Although the commercial unmanned aviation industry is still in its infant days, the market already presented a diverse range of fantastic hardware, software and operational products. These prerequisites connected, especially in the last two years’, many accelerator, early stage and also later stage investment companies with the market. The investors strongly raised their portfolio by UAV companies, which led to the record-breaking funding year 2015 for the commercial UAV market.
The combination of an increasing investment trend and high technology lead to a successful market entry of the strong and new commercial UAV business.
To enable an outlook of deal value and deal volume Droneii.com provides five key trends for commercial UAV investments.
Investment strategy trends
High risk or early stage venture deals are still in high demand in the new commercial UAV market. 68% of all deals since 2006 were located in Angel, Seed, Accelerator/Incubator, Product Crowdfunding and Early VC investments stages.

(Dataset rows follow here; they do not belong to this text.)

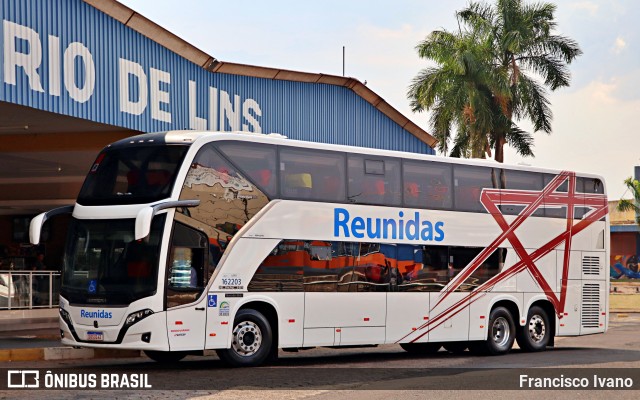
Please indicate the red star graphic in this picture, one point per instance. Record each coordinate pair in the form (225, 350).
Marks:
(532, 200)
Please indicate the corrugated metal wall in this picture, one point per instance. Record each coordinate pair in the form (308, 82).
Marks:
(73, 36)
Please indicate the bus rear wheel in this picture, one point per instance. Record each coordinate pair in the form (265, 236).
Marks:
(165, 357)
(535, 335)
(421, 348)
(501, 333)
(251, 341)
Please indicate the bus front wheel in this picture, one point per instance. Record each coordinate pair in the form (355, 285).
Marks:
(165, 357)
(501, 333)
(535, 335)
(251, 341)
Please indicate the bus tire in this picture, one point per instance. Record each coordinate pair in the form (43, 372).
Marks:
(251, 340)
(165, 357)
(456, 347)
(421, 348)
(501, 332)
(535, 335)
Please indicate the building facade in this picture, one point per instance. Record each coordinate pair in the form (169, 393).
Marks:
(79, 74)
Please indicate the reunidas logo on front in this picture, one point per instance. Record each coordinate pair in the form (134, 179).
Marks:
(96, 314)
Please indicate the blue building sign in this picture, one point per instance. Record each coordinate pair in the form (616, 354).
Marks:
(67, 57)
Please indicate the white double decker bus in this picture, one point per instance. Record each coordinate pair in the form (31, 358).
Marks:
(187, 241)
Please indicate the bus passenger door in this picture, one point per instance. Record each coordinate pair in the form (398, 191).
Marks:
(186, 279)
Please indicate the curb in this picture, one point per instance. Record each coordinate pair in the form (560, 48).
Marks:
(64, 353)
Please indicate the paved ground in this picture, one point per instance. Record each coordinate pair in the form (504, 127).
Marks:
(375, 373)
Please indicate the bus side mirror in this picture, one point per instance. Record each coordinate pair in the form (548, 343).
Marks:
(143, 222)
(35, 227)
(145, 216)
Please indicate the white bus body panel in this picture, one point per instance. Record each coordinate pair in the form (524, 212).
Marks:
(406, 312)
(357, 317)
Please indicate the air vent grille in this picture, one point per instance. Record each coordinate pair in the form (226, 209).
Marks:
(591, 265)
(590, 305)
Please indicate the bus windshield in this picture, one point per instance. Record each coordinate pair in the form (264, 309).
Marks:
(132, 175)
(103, 264)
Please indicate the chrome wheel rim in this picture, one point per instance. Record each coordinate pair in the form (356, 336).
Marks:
(537, 329)
(247, 338)
(500, 331)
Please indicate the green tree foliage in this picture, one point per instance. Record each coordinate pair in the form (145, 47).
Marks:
(625, 205)
(493, 71)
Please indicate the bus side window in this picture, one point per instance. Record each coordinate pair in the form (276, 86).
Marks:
(312, 174)
(520, 180)
(427, 184)
(374, 180)
(468, 183)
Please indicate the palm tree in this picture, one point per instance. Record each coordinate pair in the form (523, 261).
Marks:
(516, 46)
(624, 205)
(458, 91)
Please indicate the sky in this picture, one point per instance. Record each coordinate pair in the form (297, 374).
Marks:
(596, 121)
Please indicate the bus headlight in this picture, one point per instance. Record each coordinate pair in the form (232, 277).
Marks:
(65, 316)
(137, 316)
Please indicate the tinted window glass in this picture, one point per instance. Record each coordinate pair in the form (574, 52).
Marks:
(132, 175)
(103, 260)
(373, 268)
(592, 185)
(378, 183)
(520, 180)
(468, 183)
(228, 199)
(427, 185)
(312, 175)
(258, 161)
(282, 270)
(555, 210)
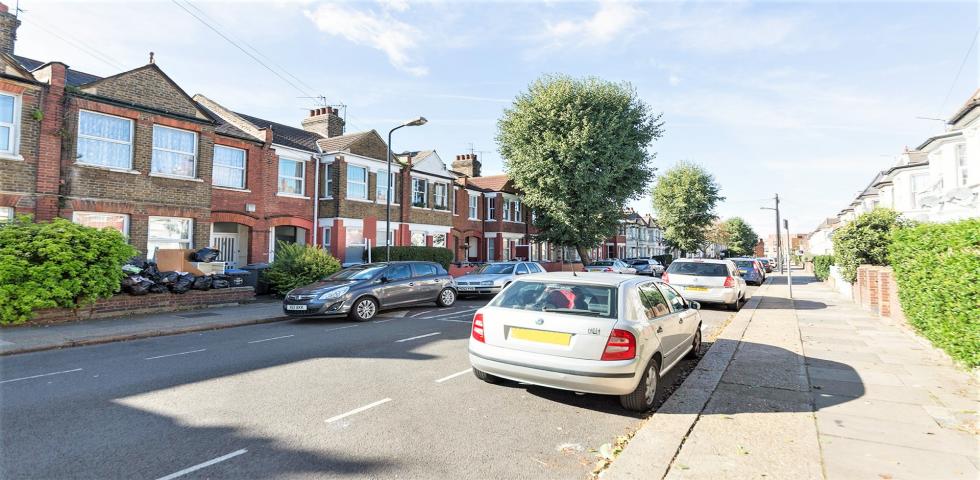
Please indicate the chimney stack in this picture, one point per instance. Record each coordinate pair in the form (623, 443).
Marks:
(325, 121)
(8, 29)
(467, 164)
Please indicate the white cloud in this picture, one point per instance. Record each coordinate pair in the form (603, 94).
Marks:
(398, 40)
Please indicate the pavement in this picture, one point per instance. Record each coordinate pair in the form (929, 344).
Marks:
(813, 387)
(301, 398)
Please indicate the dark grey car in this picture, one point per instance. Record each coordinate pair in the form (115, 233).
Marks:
(362, 290)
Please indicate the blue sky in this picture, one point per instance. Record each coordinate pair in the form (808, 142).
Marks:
(805, 99)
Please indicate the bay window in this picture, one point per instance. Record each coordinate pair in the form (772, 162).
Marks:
(357, 182)
(104, 140)
(174, 152)
(229, 167)
(168, 232)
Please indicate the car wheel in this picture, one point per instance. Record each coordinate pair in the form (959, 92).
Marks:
(642, 398)
(695, 345)
(364, 309)
(486, 377)
(447, 297)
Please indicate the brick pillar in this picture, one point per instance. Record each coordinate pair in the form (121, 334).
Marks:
(49, 151)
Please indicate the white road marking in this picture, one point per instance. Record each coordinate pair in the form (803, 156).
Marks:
(273, 338)
(448, 377)
(357, 410)
(418, 337)
(39, 376)
(174, 354)
(203, 465)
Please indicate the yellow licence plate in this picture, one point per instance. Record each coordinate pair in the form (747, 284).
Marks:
(541, 336)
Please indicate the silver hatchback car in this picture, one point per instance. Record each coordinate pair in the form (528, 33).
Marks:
(587, 332)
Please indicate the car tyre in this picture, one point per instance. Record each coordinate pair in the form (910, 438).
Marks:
(486, 377)
(364, 309)
(645, 395)
(447, 297)
(695, 345)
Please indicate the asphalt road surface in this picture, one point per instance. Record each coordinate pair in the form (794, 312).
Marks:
(391, 398)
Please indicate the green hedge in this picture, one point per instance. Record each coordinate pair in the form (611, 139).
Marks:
(937, 267)
(57, 264)
(442, 256)
(821, 266)
(296, 265)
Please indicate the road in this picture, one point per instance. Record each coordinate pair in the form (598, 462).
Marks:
(301, 399)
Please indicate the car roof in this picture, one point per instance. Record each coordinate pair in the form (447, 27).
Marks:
(594, 278)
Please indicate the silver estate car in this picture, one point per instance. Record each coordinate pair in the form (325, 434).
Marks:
(587, 332)
(362, 290)
(493, 277)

In 2015 the share increased to 70%, which means the race for the most profitable exits still has just begun.
After the regulatory process is set-up, high acceleration of Mergers & Acquisition activities is expected, which also means that the M&A strategy will change: Enterprises acquisition activities with the goal of integration increase their market investments and slowly supersede the Exit-oriented capital firms.
Political and economic trends
The Economic climate can be described as careful, but strong enough for an investment increase, the financial policy fosters non-monetary investments as never before, so that the specific UAV regulation situation is the strongest restraint for investments.
UAV Market and Sector trends
While the big consumer oriented Hardware companies have already received the biggest lump of deals, we can expect an orientation change to the services and software Sector. Services of and by UAVs will have a big influence on the industrial market and is going to supersede traditional ways in the next five to ten years. Cost-saving and occupational health aspects accelerate this industrial revolution. Speed and Quality of data transfer and analysis are the crucial factor for the Services sector and challenge the software Sector to provide the fastest and most reliable solutions. Software investments still focus on Mapping & Navigation (Airmap, Dronedeploy, PreNAv) and Flight Management (Airware). The trend will move to BVLOS and delivery software.
The regional investments swap slowly from Silicon Valley and China to Europe. France and UK have a very good basis of a regulatory framework and benefit from operation experience and regions high technology, which makes investments very promising.
The Cross-border deal flow is expected to be an important theme in the coming years, as major economies strike agreements and alliances. TPP – USA and Pacific States and TIPP – USA and EU can be agreed soon.
The recent investment deals are application-independent. The products of the Hardware driven investment market is mainly adaptive for a wide range of applications.
Since the sector orientation just began to change the direction to services and software companies, the application itself became more and more important. While the aerial photography and filming application was on his investment peak (DJI, Yuneec, Ehang), the run for 3D imagery/photogrammetry (Spotscale and others) and Agriculture (PrecisionHawk and many others) investments started through last year. The recent investment deals and market data show the trend to the industrial application market: Aerial wind, oil, gas and solar inspection (Sky-Futures, Sharper shape) will become an industrial standard soon. Transportation and Delivery (Medical, Food), the most expected and media-loved application, still needs to overcome some technical and regulative obstacles before a high demand for investments will be developed.